De’Anthony Melton is one of the more difficult players to project in this draft. Because of the ongoing FBI investigation into College Basketball, Melton was forced to sit out for his sophomore season at USC and lost the opportunity to capitalize on a fantastic freshman season in which he looked like one of the most versatile guards in the country. We haven’t seen him play in over year and aside from 2018 Markelle Fultz-esque Twitter videos of his shooting, we don’t have a really clear idea of how he looks. Here’s why he’s still a projected first round pick:
Weight: 190 lbs
Home Town: North Hollywood, California
Melton is one of the best and most versatile defensive guards in this draft. In his lone year at USC, he used his monster physical profile and athleticism to cover 1-4 with stunning effectiveness and defended some of the most dangerous players in the country with aplomb. Just watch how he locks up future number one pick, Markelle Fultz, on a drive and forces him into a terrible shot:
And in this possession below how he holds his ground versus a driving big for a huge block:
There aren’t many college players who could have both wrapped up one of the best college guards in recent memory in Fultz and stop a big man with a head of steam driving to the basket. Sure, his team was less than stellar defensively, but his individual contributions and willingness to take virtually any assignment stopped them from being an absolute disaster. Melton has the potential to be one of the more versatile defenders in the NBA if he keeps his upward momentum rolling.
On offense, Melton is just as versatile. Whether initiating the fast-break off of a defensive rebound or picking apart defenses in the pick-and-roll, Melton was one of the more dynamic playmakers on his team, and the statistics show it. At USC, he averaged five assists per 40 minutes, despite the fact that he wasn’t even in the top three in the hierarchy on the team. It’s possible that with more touches in the NBA, he could become a true primary playmaker on a good team.
Just watch how he grabs the rebound and immediately sprints out and hits his teammate for an open dunk:
He may never be able to take on the role of a featured playmaker but he can do more than he showed at USC.
For as complete a prospect as he is, he doesn’t come without his faults.
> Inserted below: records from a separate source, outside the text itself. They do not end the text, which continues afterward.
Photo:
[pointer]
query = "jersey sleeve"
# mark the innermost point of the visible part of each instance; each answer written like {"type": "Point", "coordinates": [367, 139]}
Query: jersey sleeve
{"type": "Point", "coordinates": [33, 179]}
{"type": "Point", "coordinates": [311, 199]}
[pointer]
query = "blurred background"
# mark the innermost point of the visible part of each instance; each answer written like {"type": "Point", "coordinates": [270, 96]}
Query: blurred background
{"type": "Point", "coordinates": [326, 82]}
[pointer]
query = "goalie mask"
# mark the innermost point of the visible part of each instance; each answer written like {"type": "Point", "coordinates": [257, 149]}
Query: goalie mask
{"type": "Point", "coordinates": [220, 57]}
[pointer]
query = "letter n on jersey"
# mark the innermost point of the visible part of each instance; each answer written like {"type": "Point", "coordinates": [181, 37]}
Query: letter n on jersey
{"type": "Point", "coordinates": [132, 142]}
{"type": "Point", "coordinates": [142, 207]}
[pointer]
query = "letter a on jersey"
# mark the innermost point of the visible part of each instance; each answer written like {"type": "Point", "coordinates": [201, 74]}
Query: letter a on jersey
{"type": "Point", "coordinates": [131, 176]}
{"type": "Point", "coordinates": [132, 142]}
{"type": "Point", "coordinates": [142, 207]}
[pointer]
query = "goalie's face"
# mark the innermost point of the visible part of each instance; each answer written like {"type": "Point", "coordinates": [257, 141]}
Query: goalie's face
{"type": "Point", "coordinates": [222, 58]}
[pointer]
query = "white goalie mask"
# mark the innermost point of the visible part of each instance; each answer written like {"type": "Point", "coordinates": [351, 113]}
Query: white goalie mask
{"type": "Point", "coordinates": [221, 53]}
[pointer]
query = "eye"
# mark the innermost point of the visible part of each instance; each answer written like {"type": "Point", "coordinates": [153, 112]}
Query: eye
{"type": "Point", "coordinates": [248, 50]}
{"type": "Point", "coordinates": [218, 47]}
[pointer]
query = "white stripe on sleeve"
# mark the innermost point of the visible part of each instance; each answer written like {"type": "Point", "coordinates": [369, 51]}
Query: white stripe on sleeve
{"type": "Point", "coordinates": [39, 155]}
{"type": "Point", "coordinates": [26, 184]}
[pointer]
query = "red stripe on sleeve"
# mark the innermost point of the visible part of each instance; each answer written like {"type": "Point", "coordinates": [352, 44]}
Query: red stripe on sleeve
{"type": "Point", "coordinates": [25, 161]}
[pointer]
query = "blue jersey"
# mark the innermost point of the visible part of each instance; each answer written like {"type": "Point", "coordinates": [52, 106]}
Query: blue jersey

Specifically, shooting from the perimeter. He shot just 28.7% from three at USC, all the while displaying wildly inconsistent mechanics and little improvement as the year went along. And for a 6’4″ guard with such a thin frame, the development of his shot is absolutely critical to his development as a player.
Melton excels at every other aspect of the game and he has the potential to become one of the most versatile players in the NBA. But for him to reach that potential, he needs to become at least an average three-point shooter. Hell, for him to become a reliable player on a night-to-night basis, he can’t be the liability from three that he is right now.
ESPN/DraftExpress – 27th
The Ringer – 22nd
DraftNet – 33rd
Sports Illustrated – 25th
CBS Sports – 25th
Pro Comparisons and Fit with Nets
Before I throw out one of the hottest takes anyone’s thrown out all year, let me preface this by saying it’s Draft Season. It’s the best time of year for wild comparisons and hot takes because honestly, no one can know for sure how any player is going to perform at the NBA level. The best bet we have is to make educated guesses.
With that said, De’Anthony Melton reminds me of a smaller, thinner Draymond Green from a purely stylistic standpoint. Both players are hyper versatile and can do just about everything on the court except shoot. Furthermore, both faced serious questions about their ability to transition into the NBA despite the fact that they have virtually no holes in their game.
Because of his tremendous potential and fit within the Nets’ wing corps, Melton would fit incredibly well on Brooklyn. If I were Sean Marks I’d seriously consider drafting Melton, especially because it shouldn’t cost much to acquire him if anything at all. And with some time working with the Nets’ development staff, it’s possible Melton reaches his sky-high potential. Even if he doesn’t, he’ll be a valuable role player for any team that drafts him.